Despite the cold, Shapiro was bare chested, wearing only a pair of grey sweat pants. He appeared to be barefoot. He moved with great concentration and composure. Adrienne looked at McBride and raised her eyebrows, but neither of them spoke. After a minute or two, the llamas lost interest in them and resumed grazing—some of them venturing quite close to Shapiro, who seemed oblivious. The old man was thin, but with a stringy muscularity, and a full, thick shock of black hair. He looked agile and strong for a man in his seventies, extending one leg out with excruciating slowness until it was straight and parallel to the ground, then gracefully lowering the limb while turning in a painstaking and unhurried spiral. It was like watching a ballet dancer in extreme slow motion and McBride felt hypnotized by the fluidity of Shapiro’s movements. For a moment, the sun poked out from behind the clouds and lit up the pasture like a stage, and McBride saw with something of a shock that if the man’s body belied his age, his face did not. It was all bone, skeletal beneath the thin, stretched skin.

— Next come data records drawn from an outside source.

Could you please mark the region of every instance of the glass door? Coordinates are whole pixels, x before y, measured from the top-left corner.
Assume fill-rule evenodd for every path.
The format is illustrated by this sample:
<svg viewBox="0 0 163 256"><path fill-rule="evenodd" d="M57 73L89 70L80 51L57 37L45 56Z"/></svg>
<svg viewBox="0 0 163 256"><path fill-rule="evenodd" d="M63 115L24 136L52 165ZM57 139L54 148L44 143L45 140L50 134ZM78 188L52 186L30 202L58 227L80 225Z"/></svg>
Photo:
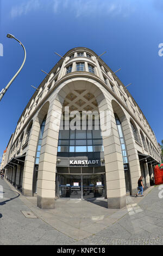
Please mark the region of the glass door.
<svg viewBox="0 0 163 256"><path fill-rule="evenodd" d="M104 175L83 175L83 199L104 197Z"/></svg>

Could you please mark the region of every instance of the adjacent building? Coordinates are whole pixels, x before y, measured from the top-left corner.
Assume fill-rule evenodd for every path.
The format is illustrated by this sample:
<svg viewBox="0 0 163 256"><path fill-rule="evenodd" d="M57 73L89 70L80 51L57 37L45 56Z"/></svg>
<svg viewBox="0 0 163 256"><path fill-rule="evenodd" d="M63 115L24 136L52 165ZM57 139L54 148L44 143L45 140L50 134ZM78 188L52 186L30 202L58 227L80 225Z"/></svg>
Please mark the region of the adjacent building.
<svg viewBox="0 0 163 256"><path fill-rule="evenodd" d="M145 186L160 148L142 111L114 71L92 50L68 51L22 114L5 159L5 178L37 206L59 198L107 198L126 205L142 175Z"/></svg>

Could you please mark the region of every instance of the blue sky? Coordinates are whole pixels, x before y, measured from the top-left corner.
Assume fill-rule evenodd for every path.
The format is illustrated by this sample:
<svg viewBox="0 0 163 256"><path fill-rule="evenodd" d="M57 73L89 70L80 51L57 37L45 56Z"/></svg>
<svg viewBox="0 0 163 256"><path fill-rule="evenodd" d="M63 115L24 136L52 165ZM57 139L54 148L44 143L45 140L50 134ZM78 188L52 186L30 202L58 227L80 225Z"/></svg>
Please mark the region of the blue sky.
<svg viewBox="0 0 163 256"><path fill-rule="evenodd" d="M1 1L1 0L0 0ZM45 74L59 61L57 52L84 46L100 55L141 108L160 143L162 134L162 0L1 0L0 91L26 64L0 103L0 156L17 121ZM1 159L0 159L1 160Z"/></svg>

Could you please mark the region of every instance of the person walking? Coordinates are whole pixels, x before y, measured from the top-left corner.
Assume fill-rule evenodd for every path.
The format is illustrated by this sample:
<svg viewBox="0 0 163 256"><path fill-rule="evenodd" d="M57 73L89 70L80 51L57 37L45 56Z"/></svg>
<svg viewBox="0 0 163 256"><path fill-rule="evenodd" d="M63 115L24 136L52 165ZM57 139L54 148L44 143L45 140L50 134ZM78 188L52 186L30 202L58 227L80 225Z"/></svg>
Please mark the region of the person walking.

Shapiro finished his exercise with head tilted back, legs astride, both hands outstretched and upraised to the sky. He held this position for about thirty seconds, then gracefully brought his arms down and began to walk toward them, picking his way carefully through the field, stopping to stroke the neck of each llama. He let himself out through the metal gate, refastened it, and only then looked at them.

“Hello.”

“Hi… Doctor Shapiro?”

“Yes.”

“My name is Lew McBride. This is Adrienne Cope.”

“What can I do for you?” he asked, swinging his focus from McBride to Adrienne and then back again. He seemed very composed, McBride thought, for a man with a “heavy karmic burden.”

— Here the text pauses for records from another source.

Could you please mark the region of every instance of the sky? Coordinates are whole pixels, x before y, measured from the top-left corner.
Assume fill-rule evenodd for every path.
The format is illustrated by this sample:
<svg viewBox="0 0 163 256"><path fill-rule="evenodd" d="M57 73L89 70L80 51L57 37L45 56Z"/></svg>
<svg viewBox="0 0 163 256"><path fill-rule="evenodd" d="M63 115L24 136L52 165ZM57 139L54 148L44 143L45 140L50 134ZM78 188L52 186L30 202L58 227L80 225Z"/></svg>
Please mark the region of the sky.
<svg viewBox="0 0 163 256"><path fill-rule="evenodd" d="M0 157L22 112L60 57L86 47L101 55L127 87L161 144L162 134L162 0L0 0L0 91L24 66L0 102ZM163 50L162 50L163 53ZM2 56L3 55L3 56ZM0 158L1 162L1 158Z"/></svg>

“Well, uhhh… I was hoping we could talk to you.”

“Oh?”

“Yeah. I was hoping we could talk about… “ Duran wasn’t sure how to put it.

“Your work,” Adrienne said.

“My work?” Shapiro turned to her. His eyes were coal-black, and glittering. “I’m retired.”

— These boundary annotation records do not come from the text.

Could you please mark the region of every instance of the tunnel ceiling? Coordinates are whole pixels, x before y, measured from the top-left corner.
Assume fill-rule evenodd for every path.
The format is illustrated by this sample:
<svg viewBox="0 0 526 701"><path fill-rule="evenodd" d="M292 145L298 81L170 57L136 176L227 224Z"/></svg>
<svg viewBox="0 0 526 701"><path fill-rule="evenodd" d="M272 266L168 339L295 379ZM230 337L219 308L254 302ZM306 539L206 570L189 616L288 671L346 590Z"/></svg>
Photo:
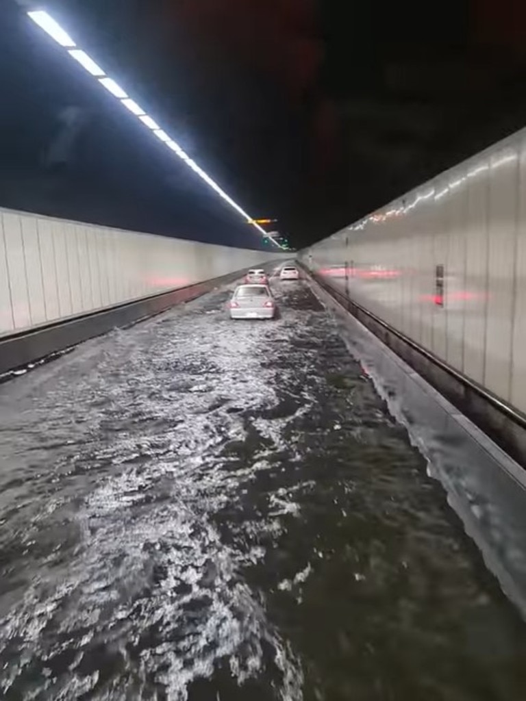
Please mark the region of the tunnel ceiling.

“The work you used to do. MkUltra.”

Shapiro frowned, and his eyes took on an irritated glint. “Are you reporters?”

They shook their heads.

“Because I told the young man on the telephone that I’m not interested in appearing in any other documentaries. I didn’t find the first experience all that rewarding.” He looked up at the sky, then back to McBride. “Although as a form of penance, few things could be more… fulfilling… than seeing one’s life reduced to sound bites interspersed with ads for a liposuction clinic.” He shook his head. “It’s not an act of contrition I intend to repeat.”

“That isn’t why we’re here,” Adrienne said.

“Oh?” Shapiro looked from one to the other. “Then why are you here?”

“My sister and… Mr. McBride… were victims.”

Shapiro gave her a skeptical look. “I don’t think so,” he told her. “That was a very long time ago.” He gave an apologetic chuckle. “If you think you’re a victim of mind control—”

“Not me,” Adrienne said. “My sister—”

“Then I’d suggest that you tell her to turn off her television set—and the ‘mind control’ will go away. That’s my advice.”

“I can’t tell her anything,” Adrienne replied. “She’s dead.”

Shapiro blanched. “I’m sorry.” He paused. “Look,” he told her, “this is a wholly discredited field. The territory was abandoned decades ago.”

“Was it really?” McBride asked.

Shapiro ignored the skepticism. “It was supposed to be the next frontier. And maybe it was. We thought the benefits of going into outer space, putting men on the moon, would be trivial compared to what we might find… “ He tapped his head. “… in here.” Then he looked at Adrienne, and shook his head ruefully. “We called it ‘inner space.’“ He sighed. “But that was a very long time ago and, while I don’t know how old your sister was, this young man would have been a toddler.” He smiled a smile that never quite rose to his eyes. “And contrary to what you may have heard, we didn’t experiment on children. So… “ He turned to leave.